OECD calls for rethink of science and tech policy

By Organisation for Economic Co-operation and Development

OECD calls for rethink of science and tech policy

Science and technology policies need a rethink as governments face growing resource limits, rapid tech change, and rising geopolitical tensions, the Organisation for Economic Co-operation and Development (OECD) says in its new Science, Technology and Innovation Outlook 2025. The report reviews policy trends across OECD countries and major partner economies at a moment when countries are under pressure to tackle multiple priorities at once.

The Outlook argues governments need to make their science and technology policies work harder and smarter. That means finding ways different goals can support each other, using complementary policy tools, getting government departments to cooperate better, and creating public-private funding models that bring in more resources.

One big theme is how countries can keep scientific cooperation alive in an increasingly divided world.
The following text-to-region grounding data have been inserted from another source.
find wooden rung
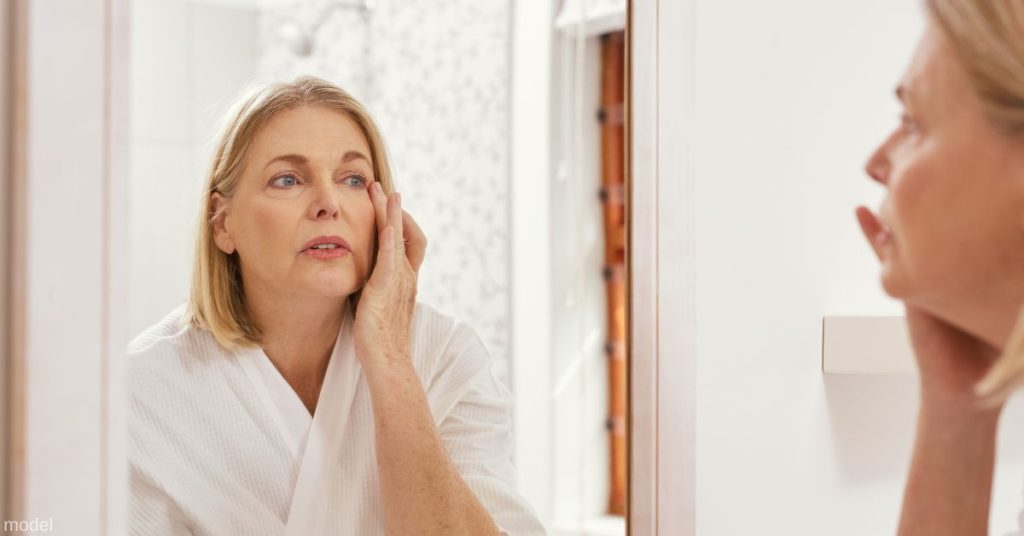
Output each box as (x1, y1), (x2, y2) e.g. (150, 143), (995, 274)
(597, 103), (625, 126)
(598, 184), (626, 205)
(604, 340), (627, 361)
(601, 28), (628, 519)
(605, 416), (627, 435)
(602, 263), (625, 282)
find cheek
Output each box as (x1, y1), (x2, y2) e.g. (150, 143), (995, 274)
(241, 203), (296, 265)
(251, 203), (292, 242)
(885, 144), (958, 286)
(887, 137), (1002, 295)
(889, 157), (934, 238)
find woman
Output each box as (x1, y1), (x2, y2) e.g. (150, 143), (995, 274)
(128, 77), (545, 535)
(857, 1), (1024, 534)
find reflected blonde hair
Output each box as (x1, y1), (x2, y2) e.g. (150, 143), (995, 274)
(187, 76), (395, 350)
(924, 1), (1024, 401)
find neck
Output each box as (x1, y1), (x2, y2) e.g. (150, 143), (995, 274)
(922, 284), (1024, 352)
(246, 282), (348, 404)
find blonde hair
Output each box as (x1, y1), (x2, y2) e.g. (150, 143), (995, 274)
(187, 76), (395, 350)
(924, 1), (1024, 401)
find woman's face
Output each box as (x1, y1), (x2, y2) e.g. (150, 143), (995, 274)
(212, 104), (377, 303)
(864, 24), (1024, 313)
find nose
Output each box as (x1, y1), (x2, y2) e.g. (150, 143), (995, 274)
(864, 137), (891, 186)
(306, 178), (340, 221)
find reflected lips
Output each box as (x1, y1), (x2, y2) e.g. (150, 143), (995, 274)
(300, 235), (351, 260)
(877, 226), (893, 246)
(878, 210), (895, 246)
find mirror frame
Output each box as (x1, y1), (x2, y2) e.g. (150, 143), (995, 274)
(1, 0), (13, 523)
(628, 0), (696, 533)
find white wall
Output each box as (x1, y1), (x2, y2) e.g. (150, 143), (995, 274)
(548, 32), (613, 531)
(22, 0), (107, 528)
(510, 0), (555, 523)
(129, 0), (260, 337)
(692, 1), (1024, 534)
(12, 0), (130, 532)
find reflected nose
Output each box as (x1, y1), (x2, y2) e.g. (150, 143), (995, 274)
(865, 144), (891, 186)
(306, 178), (340, 221)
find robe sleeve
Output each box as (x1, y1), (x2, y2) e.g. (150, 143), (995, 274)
(430, 323), (548, 536)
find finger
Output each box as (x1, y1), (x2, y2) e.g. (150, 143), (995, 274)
(373, 225), (396, 281)
(388, 192), (405, 253)
(370, 182), (387, 234)
(402, 210), (427, 272)
(855, 206), (884, 261)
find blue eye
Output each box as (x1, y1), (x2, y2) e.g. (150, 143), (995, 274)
(271, 174), (300, 188)
(342, 175), (368, 188)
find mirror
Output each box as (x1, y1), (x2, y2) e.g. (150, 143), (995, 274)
(126, 0), (629, 533)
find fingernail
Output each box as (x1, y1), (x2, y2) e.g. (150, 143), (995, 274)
(374, 182), (383, 194)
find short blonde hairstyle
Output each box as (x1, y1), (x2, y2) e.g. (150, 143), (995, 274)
(187, 76), (395, 350)
(923, 1), (1024, 401)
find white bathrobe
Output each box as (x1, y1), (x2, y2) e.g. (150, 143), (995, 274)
(128, 302), (546, 536)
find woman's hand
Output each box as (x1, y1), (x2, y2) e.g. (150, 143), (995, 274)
(354, 182), (427, 369)
(855, 206), (1000, 409)
(355, 183), (499, 535)
(903, 305), (1000, 408)
(858, 206), (1003, 536)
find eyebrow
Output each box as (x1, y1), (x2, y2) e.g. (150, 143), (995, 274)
(263, 151), (370, 170)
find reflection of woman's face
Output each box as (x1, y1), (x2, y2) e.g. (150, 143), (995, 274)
(864, 24), (1024, 312)
(214, 105), (377, 302)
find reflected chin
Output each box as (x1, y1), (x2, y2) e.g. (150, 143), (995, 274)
(879, 261), (910, 300)
(300, 269), (361, 299)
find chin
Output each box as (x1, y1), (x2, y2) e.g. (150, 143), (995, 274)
(879, 261), (912, 300)
(302, 272), (360, 299)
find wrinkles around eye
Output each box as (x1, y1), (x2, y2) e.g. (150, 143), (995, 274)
(268, 173), (371, 190)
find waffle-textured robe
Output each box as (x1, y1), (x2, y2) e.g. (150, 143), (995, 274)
(128, 302), (545, 535)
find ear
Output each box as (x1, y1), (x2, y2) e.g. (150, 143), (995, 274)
(210, 192), (237, 255)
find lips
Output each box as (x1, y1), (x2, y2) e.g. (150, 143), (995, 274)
(300, 235), (351, 253)
(876, 225), (894, 245)
(876, 209), (895, 244)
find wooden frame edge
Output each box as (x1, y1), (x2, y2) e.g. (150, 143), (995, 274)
(5, 0), (28, 525)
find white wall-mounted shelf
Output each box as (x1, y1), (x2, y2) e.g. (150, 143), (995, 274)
(822, 316), (915, 376)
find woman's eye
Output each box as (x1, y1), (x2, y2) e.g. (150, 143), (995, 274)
(341, 175), (368, 188)
(271, 174), (300, 188)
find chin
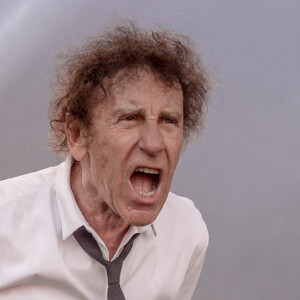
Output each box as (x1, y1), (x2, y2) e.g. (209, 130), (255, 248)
(124, 209), (159, 227)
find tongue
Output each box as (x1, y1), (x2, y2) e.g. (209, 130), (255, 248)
(131, 172), (153, 193)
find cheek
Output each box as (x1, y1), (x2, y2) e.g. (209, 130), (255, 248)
(100, 156), (108, 170)
(90, 140), (111, 175)
(92, 140), (124, 185)
(168, 136), (183, 158)
(115, 128), (140, 144)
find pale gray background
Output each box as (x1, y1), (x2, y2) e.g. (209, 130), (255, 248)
(1, 1), (299, 299)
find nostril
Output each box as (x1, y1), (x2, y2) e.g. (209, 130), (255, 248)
(138, 142), (165, 156)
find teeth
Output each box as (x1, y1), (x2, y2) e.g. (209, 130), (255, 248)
(139, 184), (157, 198)
(139, 190), (155, 197)
(136, 167), (160, 174)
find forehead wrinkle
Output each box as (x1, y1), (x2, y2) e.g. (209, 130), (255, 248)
(119, 98), (144, 110)
(125, 99), (145, 111)
(128, 98), (182, 117)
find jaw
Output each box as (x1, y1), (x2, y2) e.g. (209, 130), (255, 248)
(109, 161), (176, 226)
(124, 207), (160, 226)
(122, 194), (168, 226)
(116, 170), (171, 226)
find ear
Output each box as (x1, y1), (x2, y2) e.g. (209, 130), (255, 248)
(65, 114), (88, 161)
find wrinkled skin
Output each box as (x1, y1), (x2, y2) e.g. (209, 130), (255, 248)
(69, 69), (184, 229)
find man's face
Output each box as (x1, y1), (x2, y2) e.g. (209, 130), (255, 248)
(82, 70), (184, 226)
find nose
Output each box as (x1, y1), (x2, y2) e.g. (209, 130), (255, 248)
(138, 120), (165, 156)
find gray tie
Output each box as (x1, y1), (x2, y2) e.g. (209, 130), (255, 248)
(73, 226), (139, 300)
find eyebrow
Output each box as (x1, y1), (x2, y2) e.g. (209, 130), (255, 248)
(112, 108), (182, 122)
(160, 111), (183, 120)
(112, 107), (145, 118)
(111, 100), (183, 120)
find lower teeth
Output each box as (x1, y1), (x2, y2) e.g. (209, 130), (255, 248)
(139, 190), (155, 197)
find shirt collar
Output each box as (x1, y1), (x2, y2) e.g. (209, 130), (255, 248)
(55, 156), (156, 241)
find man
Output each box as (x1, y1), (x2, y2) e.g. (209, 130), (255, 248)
(0, 22), (210, 299)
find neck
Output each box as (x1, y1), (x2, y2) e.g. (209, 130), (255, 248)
(70, 162), (130, 260)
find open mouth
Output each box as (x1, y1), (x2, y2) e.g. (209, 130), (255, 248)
(130, 167), (160, 198)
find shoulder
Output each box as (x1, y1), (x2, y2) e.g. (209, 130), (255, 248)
(166, 192), (204, 217)
(0, 165), (59, 207)
(156, 192), (209, 249)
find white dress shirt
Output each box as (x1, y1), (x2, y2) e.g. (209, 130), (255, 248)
(0, 157), (208, 300)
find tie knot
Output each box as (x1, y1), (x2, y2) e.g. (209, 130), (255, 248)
(106, 261), (123, 285)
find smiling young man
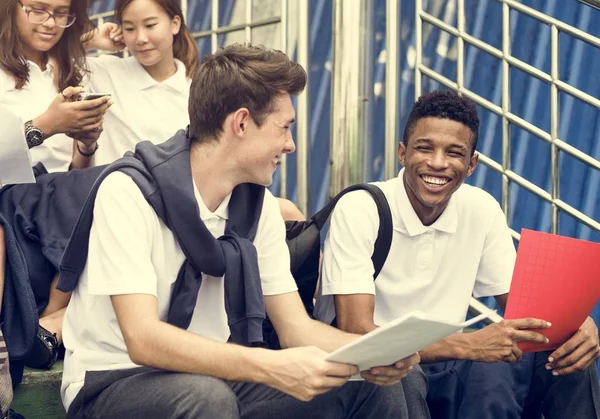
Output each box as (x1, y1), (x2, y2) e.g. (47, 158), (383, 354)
(58, 44), (423, 419)
(314, 91), (600, 418)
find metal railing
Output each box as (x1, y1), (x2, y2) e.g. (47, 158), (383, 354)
(413, 0), (600, 239)
(411, 0), (600, 321)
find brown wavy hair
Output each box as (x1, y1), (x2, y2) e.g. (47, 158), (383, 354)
(0, 0), (93, 91)
(189, 44), (307, 143)
(115, 0), (199, 78)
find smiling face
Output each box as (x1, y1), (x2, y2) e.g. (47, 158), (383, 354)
(120, 0), (181, 79)
(15, 0), (71, 65)
(398, 117), (478, 225)
(237, 94), (297, 186)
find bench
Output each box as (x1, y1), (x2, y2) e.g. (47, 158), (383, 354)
(12, 361), (64, 418)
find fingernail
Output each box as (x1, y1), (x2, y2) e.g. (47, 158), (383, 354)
(548, 357), (554, 362)
(408, 366), (414, 371)
(545, 338), (549, 344)
(552, 371), (558, 376)
(546, 322), (552, 327)
(545, 364), (552, 370)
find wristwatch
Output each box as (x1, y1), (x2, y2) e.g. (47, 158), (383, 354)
(24, 120), (45, 149)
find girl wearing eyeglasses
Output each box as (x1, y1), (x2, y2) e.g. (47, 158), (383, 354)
(0, 0), (117, 374)
(0, 0), (113, 173)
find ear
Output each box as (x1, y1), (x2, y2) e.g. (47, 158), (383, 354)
(230, 108), (251, 138)
(171, 15), (182, 35)
(466, 152), (479, 177)
(398, 142), (407, 167)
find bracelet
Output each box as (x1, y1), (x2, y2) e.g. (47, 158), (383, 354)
(77, 141), (99, 157)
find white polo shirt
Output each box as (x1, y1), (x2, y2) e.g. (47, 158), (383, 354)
(314, 169), (516, 327)
(60, 172), (298, 411)
(86, 55), (191, 165)
(0, 62), (72, 172)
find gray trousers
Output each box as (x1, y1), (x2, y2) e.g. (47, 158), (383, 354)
(66, 366), (430, 419)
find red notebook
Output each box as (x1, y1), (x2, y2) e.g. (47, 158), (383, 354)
(504, 229), (600, 352)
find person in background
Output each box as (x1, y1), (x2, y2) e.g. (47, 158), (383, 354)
(0, 0), (112, 172)
(0, 0), (112, 371)
(85, 0), (306, 218)
(83, 0), (196, 166)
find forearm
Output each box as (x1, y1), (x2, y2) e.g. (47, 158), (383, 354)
(81, 28), (99, 51)
(70, 141), (95, 170)
(418, 333), (472, 363)
(282, 317), (358, 352)
(128, 319), (273, 383)
(32, 112), (56, 139)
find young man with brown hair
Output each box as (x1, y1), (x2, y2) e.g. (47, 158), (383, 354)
(58, 44), (424, 419)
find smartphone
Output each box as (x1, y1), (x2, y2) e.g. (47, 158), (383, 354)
(82, 93), (111, 101)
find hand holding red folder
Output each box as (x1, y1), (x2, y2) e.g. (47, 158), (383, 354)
(504, 229), (600, 353)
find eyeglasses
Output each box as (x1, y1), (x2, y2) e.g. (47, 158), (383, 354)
(18, 1), (77, 29)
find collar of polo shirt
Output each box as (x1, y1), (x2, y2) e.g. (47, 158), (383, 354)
(129, 57), (188, 93)
(395, 168), (458, 236)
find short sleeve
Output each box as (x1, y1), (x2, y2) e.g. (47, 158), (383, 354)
(253, 190), (298, 296)
(320, 190), (380, 296)
(472, 204), (516, 298)
(86, 172), (159, 296)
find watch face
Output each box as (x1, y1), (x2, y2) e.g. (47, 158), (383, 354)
(26, 128), (44, 148)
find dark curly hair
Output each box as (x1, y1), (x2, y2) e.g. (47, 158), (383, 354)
(403, 90), (479, 155)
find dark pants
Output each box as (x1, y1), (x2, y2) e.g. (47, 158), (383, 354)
(66, 365), (430, 419)
(422, 351), (600, 419)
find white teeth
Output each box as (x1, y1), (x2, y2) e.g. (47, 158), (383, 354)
(422, 175), (449, 186)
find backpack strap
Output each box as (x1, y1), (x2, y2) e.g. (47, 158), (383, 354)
(312, 183), (393, 279)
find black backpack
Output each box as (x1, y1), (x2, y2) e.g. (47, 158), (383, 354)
(264, 183), (394, 348)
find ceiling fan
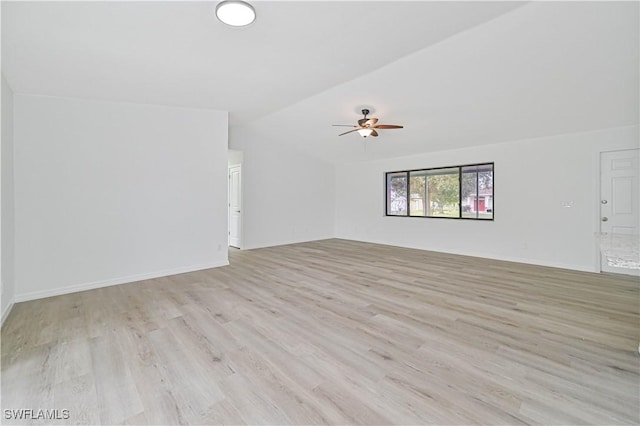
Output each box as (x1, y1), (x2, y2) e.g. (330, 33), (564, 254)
(333, 109), (403, 138)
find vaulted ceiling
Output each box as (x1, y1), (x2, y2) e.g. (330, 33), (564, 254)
(1, 1), (522, 125)
(3, 1), (638, 163)
(249, 1), (639, 163)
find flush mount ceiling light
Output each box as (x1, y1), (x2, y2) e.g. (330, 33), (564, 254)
(216, 1), (256, 27)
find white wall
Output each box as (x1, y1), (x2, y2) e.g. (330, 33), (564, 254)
(13, 95), (229, 301)
(228, 149), (243, 167)
(336, 126), (639, 272)
(1, 75), (16, 323)
(230, 126), (335, 249)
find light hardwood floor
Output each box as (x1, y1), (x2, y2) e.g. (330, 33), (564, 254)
(2, 239), (639, 425)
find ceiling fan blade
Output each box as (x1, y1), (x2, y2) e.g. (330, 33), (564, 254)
(372, 124), (403, 129)
(370, 129), (379, 137)
(332, 124), (357, 127)
(338, 128), (360, 136)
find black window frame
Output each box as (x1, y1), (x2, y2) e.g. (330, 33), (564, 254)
(384, 162), (494, 220)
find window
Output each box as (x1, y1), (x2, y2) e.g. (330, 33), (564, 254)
(386, 172), (407, 216)
(410, 168), (460, 218)
(385, 163), (493, 220)
(461, 164), (494, 220)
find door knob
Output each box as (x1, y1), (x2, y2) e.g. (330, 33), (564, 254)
(601, 200), (608, 204)
(601, 217), (609, 222)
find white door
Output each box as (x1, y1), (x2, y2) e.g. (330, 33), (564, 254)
(229, 165), (242, 248)
(600, 149), (639, 274)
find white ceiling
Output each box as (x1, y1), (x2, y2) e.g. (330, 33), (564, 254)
(245, 1), (639, 163)
(1, 1), (523, 125)
(3, 1), (638, 164)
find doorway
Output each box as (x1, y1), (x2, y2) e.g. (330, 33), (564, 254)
(599, 148), (639, 275)
(228, 164), (242, 249)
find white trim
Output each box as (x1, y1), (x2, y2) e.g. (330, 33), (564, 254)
(1, 299), (15, 326)
(338, 237), (596, 273)
(593, 147), (603, 273)
(13, 261), (229, 303)
(243, 237), (334, 251)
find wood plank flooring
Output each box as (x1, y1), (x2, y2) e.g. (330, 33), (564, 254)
(2, 239), (639, 425)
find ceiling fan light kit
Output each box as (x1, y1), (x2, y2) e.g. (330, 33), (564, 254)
(333, 109), (403, 138)
(216, 1), (256, 27)
(357, 128), (373, 138)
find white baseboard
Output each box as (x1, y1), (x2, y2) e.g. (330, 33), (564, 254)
(243, 236), (334, 251)
(1, 300), (15, 326)
(336, 237), (595, 273)
(14, 260), (229, 303)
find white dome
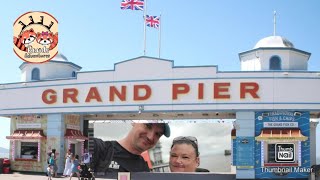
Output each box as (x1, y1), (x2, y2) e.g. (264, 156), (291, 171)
(51, 53), (68, 62)
(254, 36), (294, 49)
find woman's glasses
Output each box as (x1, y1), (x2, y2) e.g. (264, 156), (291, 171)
(172, 136), (199, 156)
(173, 136), (198, 145)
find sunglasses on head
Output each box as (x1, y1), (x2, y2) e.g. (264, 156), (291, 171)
(173, 136), (198, 145)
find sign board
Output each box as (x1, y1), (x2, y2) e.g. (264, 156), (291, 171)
(275, 143), (295, 162)
(263, 122), (298, 128)
(17, 123), (41, 129)
(236, 137), (254, 169)
(66, 124), (80, 130)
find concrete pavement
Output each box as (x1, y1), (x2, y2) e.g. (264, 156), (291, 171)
(0, 172), (237, 180)
(0, 172), (111, 180)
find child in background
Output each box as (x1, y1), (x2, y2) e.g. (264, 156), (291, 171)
(47, 153), (55, 180)
(47, 164), (53, 180)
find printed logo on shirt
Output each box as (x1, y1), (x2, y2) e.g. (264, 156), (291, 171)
(13, 11), (58, 63)
(109, 161), (120, 169)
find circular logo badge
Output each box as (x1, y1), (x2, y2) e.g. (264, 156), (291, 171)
(13, 11), (58, 63)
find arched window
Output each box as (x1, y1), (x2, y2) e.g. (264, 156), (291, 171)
(31, 68), (40, 80)
(72, 71), (76, 77)
(269, 56), (281, 70)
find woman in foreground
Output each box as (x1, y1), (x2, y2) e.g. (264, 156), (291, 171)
(169, 136), (201, 172)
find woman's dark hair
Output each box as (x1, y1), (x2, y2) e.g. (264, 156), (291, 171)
(51, 149), (56, 153)
(171, 140), (200, 157)
(75, 155), (79, 159)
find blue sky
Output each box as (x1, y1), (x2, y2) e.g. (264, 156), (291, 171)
(0, 0), (319, 160)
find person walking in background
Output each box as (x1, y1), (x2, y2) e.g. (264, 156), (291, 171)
(47, 153), (55, 179)
(47, 149), (58, 177)
(169, 136), (201, 172)
(70, 154), (81, 180)
(51, 149), (58, 177)
(63, 149), (73, 177)
(82, 148), (91, 168)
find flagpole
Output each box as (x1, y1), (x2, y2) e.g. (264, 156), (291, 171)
(273, 10), (276, 36)
(158, 13), (162, 59)
(143, 0), (147, 56)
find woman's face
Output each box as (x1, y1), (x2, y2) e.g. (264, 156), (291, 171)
(169, 143), (199, 172)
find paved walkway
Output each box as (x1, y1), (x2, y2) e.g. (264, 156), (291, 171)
(0, 171), (237, 180)
(0, 172), (110, 180)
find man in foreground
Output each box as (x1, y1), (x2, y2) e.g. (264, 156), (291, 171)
(92, 123), (170, 174)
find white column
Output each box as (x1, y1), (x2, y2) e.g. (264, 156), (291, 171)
(68, 139), (71, 150)
(298, 141), (302, 166)
(81, 141), (84, 156)
(37, 140), (41, 162)
(46, 114), (65, 173)
(261, 141), (264, 167)
(231, 137), (233, 165)
(310, 121), (319, 166)
(11, 140), (15, 161)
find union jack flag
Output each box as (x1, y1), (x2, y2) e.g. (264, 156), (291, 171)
(145, 15), (160, 29)
(120, 0), (144, 11)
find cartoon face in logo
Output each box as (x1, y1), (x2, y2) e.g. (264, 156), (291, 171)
(36, 31), (58, 50)
(13, 11), (58, 63)
(13, 28), (37, 51)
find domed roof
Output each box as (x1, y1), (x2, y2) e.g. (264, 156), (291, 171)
(51, 53), (68, 62)
(254, 36), (294, 49)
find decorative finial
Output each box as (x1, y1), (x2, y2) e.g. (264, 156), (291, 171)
(273, 11), (276, 36)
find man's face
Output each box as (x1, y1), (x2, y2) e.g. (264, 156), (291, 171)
(131, 123), (164, 153)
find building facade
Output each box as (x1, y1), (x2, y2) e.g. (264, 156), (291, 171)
(0, 35), (319, 178)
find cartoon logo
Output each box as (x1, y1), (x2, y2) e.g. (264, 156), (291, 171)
(13, 11), (58, 63)
(275, 143), (295, 162)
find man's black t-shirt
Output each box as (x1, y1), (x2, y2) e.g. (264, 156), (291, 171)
(92, 138), (150, 173)
(108, 141), (150, 172)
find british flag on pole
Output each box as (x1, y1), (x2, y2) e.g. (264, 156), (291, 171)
(145, 15), (160, 29)
(120, 0), (144, 11)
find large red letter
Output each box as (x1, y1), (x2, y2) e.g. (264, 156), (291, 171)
(85, 87), (102, 102)
(240, 82), (259, 99)
(214, 83), (230, 99)
(42, 89), (57, 104)
(172, 83), (190, 100)
(63, 88), (79, 103)
(134, 85), (151, 101)
(109, 86), (126, 101)
(198, 83), (204, 99)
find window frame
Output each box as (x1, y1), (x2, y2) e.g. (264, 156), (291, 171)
(72, 71), (76, 77)
(18, 140), (39, 160)
(31, 68), (40, 80)
(269, 55), (282, 70)
(264, 142), (299, 167)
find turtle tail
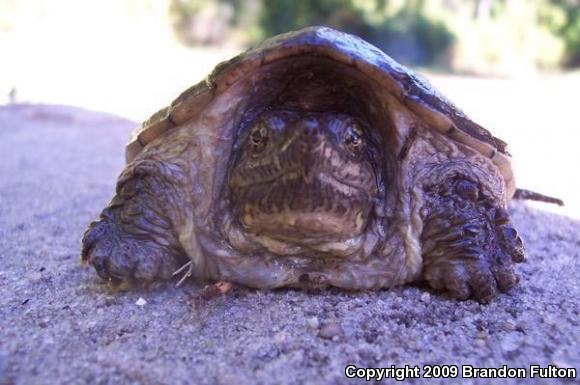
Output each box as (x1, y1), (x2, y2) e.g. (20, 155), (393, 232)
(513, 188), (564, 206)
The report explores how nations can maintain the openness that drives scientific progress while also protecting economic security concerns. Science systems themselves need updating—with new institutional setups, skills, and incentives—if they’re going to contribute to real change through more multi-disciplinary work.

The Outlook also looks at how technologies like artificial intelligence, biotechnology, and quantum computing are converging and reshaping how innovation happens. These shifts demand new types of policy support. The report highlights how more detailed approaches that understand industrial structures and track policy impacts can bring diverse actors together around shared missions.

Governments also need better capacity for foresight, policy experimentation, and strategic intelligence to stay flexible when facing uncertainty. The report says science and technology policy has reached a turning point. How well governments can use science, technology, and innovation to drive transformation—while dealing with geopolitical pressures and fast-moving tech shifts—will shape what comes next.